Foods to Eat to Boost your Mood

Did you know eating well can improve your mood? If you’ve got a case of the winter blues read our guide to the best foods to eat to stay positive. 

New researched by Love Fresh Cherries and Opinium shows that a third of Brits (34 per cent) find it difficult to stay positive in January and 36 per cent say that their mood is worse at the start of the year compared to any other time. Similarly, the most common word associated with January was ‘grey’ (41 percent) followed by ‘gloomy’ (39 per cent).
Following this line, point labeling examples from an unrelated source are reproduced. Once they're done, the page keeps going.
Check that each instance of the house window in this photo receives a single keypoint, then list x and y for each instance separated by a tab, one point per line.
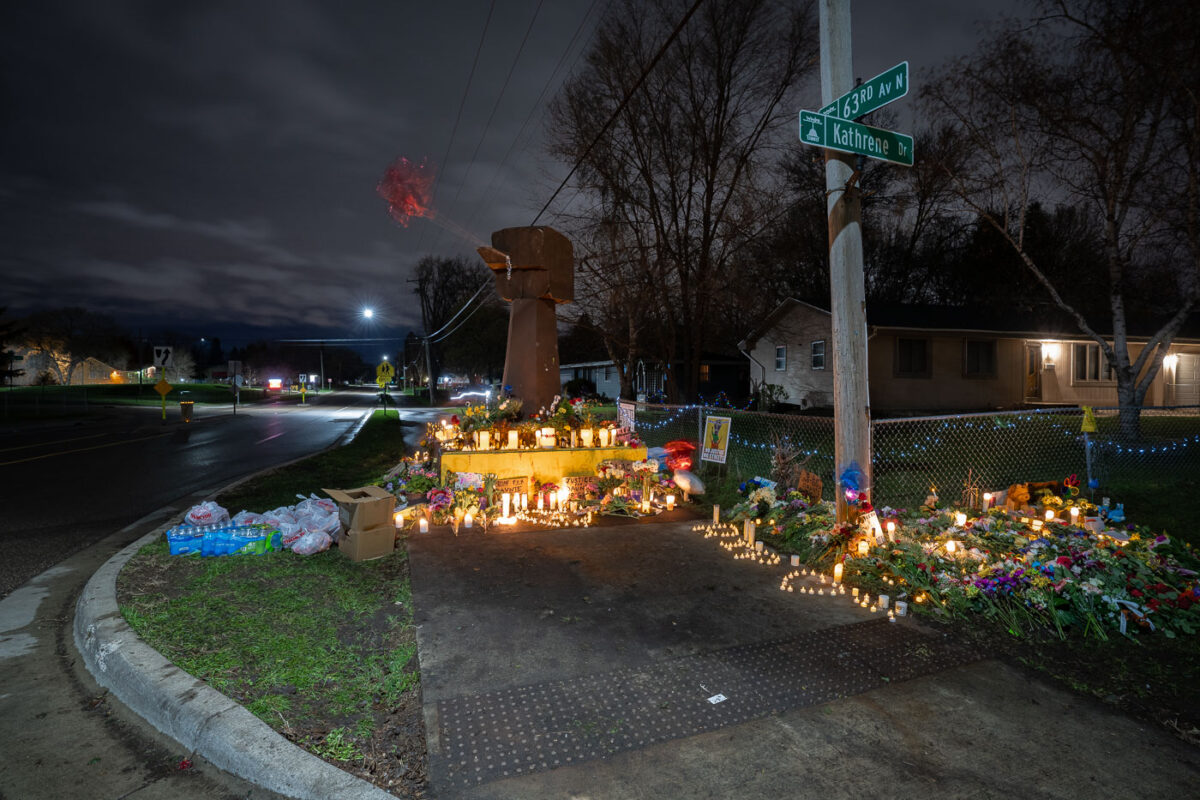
912	358
819	355
1090	365
979	359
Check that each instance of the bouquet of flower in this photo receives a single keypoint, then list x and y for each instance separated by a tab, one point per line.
649	465
439	498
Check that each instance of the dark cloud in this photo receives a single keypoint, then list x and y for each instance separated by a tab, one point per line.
213	164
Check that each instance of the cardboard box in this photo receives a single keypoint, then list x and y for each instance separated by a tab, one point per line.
365	507
370	543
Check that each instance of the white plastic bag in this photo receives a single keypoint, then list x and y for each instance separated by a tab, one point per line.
289	533
207	513
315	541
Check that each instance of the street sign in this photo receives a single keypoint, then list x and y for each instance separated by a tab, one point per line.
823	131
876	92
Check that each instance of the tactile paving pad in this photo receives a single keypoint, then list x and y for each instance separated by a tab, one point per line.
558	723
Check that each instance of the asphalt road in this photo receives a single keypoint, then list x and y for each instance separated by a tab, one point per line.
69	483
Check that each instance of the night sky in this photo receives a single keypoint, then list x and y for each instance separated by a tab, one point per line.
211	167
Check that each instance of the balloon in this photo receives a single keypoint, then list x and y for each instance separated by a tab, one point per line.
689	482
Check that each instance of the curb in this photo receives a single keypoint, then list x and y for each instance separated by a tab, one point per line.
201	719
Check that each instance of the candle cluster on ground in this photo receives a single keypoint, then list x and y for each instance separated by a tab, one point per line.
798	579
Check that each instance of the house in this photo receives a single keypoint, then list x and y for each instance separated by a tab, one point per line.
939	358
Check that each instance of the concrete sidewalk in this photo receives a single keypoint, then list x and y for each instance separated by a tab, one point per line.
563	644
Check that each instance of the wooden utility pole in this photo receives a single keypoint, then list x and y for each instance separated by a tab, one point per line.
852	411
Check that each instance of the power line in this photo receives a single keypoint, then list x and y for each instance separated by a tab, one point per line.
533	109
621	106
462	104
496	107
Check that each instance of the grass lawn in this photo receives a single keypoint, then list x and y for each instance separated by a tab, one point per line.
321	648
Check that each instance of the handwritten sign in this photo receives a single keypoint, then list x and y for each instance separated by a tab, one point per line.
513	485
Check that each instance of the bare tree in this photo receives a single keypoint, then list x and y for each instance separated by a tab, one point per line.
1091	104
687	173
70	336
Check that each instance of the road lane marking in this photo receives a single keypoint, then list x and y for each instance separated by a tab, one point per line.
57	441
67	452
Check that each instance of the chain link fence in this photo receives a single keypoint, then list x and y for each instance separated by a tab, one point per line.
953	452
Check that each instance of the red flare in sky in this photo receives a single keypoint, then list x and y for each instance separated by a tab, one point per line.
407	188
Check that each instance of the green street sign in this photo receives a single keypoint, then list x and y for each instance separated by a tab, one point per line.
823	131
876	92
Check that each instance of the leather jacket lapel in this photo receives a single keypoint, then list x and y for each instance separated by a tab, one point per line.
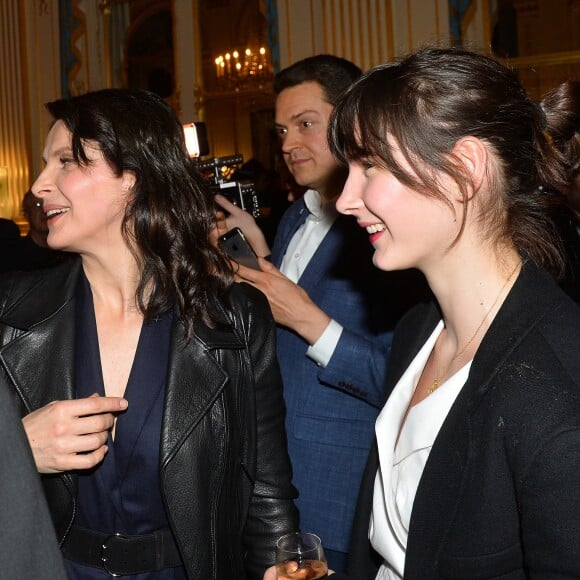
42	352
195	379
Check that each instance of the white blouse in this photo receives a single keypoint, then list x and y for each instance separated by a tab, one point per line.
402	463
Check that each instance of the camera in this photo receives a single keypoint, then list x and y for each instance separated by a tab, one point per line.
217	172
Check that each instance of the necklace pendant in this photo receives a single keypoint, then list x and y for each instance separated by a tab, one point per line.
434	386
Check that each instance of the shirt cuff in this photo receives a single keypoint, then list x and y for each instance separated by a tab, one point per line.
322	350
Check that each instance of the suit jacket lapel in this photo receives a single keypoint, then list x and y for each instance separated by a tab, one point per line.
298	217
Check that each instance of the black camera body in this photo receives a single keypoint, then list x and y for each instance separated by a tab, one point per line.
241	193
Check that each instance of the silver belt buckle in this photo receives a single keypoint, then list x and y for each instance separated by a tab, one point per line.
104	549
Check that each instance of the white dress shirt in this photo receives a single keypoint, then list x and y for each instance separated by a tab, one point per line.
301	248
402	462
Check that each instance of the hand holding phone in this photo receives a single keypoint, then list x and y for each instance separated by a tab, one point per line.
238	249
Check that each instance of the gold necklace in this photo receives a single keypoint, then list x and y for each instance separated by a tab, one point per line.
438	376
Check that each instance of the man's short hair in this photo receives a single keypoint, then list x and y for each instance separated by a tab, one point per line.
333	73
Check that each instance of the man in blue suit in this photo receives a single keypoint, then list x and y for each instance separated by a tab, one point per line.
335	311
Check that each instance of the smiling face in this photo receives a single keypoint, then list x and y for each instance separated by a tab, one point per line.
84	204
407	228
302	115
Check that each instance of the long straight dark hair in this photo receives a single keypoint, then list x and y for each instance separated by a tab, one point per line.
167	222
430	100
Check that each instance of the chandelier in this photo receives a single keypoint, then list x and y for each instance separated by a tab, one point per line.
243	70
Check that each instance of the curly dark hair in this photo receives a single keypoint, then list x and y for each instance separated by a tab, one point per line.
561	106
426	103
169	218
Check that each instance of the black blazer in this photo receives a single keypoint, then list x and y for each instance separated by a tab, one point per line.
500	493
224	469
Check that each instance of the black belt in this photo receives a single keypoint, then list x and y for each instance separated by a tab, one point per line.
119	554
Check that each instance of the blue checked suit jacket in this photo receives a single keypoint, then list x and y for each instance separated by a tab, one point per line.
331	411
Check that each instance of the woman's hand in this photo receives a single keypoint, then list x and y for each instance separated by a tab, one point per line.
72	434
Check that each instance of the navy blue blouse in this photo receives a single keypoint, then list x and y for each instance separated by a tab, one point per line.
123	494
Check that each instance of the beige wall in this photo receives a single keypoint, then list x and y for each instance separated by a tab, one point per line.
367	32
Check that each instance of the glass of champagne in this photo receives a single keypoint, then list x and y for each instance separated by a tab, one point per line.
300	556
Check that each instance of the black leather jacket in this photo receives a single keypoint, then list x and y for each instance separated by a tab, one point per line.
225	472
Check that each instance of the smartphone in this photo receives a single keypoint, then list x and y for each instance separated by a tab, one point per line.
238	249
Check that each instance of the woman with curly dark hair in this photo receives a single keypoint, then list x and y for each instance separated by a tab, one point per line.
148	381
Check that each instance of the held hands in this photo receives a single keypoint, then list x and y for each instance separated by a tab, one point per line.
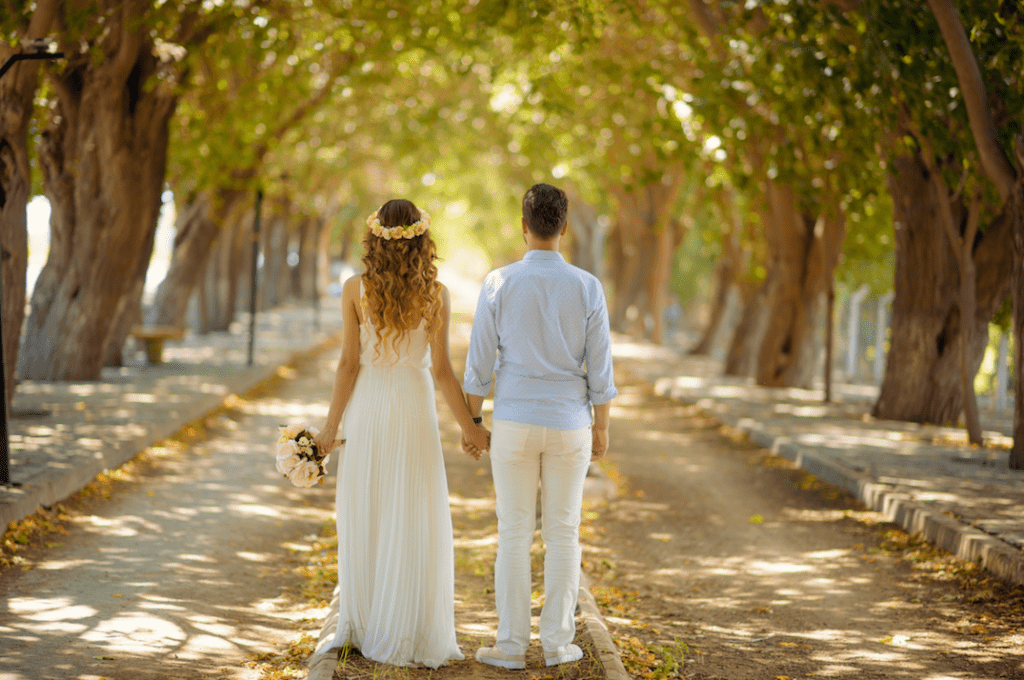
475	441
599	447
327	441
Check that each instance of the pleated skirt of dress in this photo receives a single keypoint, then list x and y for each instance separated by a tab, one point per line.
395	556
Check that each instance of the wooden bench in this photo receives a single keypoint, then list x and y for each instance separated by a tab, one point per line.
153	337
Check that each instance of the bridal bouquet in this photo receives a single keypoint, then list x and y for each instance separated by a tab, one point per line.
299	458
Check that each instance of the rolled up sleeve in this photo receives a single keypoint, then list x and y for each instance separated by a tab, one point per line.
600	379
482	345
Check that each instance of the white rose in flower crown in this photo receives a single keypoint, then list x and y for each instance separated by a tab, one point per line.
305	474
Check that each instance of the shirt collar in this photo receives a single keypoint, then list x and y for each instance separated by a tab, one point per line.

Considering mood boosting activities in January, the most commonly cited thing people have done is exercise (21 per cent), eaten healthily (19 per cent) and booked a holiday for later in the year (17 per cent). However, only 7 per cent of Brits say they have eaten mood boosting foods to help their January blues, and only 4 per cent have undertook mindfulness in order to help them through the January slump.

Nutritionist Anita Bean said: “We all have times when we feel down in the dumps, but lifestyle factors such as eating a healthy diet containing lots of fruit and vegetables, being active, getting outside in the fresh air as much as possible and spending time with loved ones can really help to lift our moods.”


Anita tells us which foods to eat to boost your mood:

Cherries – cherries help your brain to produce the mood-enhancing hormone serotonin. They are also a rich food source of the hormone melatonin which promotes healthy sleep patterns.

Nuts – studies show that eating a handful of nuts a day can increase levels of serotonin, a hormone that makes us feel happier and decreases feelings of hunger.

Dark chocolate – contains high levels of phenols, which cause the brain to release endorphins and boost mood, but its high in calories so keep portions small!

Bananas – high in tryptophan and vitamin B6, essential for making serotonin whilst also containing carbohydrates, which trigger the production of insulin and raise serotonin levels in the brain.

Oily fish (e.g. salmon, sardines and mackerel), walnuts and chia seeds – contain high levels of omega-3s, low levels of which are linked with depression. Omega-3s are important for the proper function of the brain and can also have a positive impact on mood.

Pumpkin seeds – one of the best sources of tryptophan, which is the building block for serotonin (our happy hormone).

Oats – with a low glycaemic index they are a great source of slow release energy; this will prevent blood sugar spikes and in turn stop you getting tired and moody.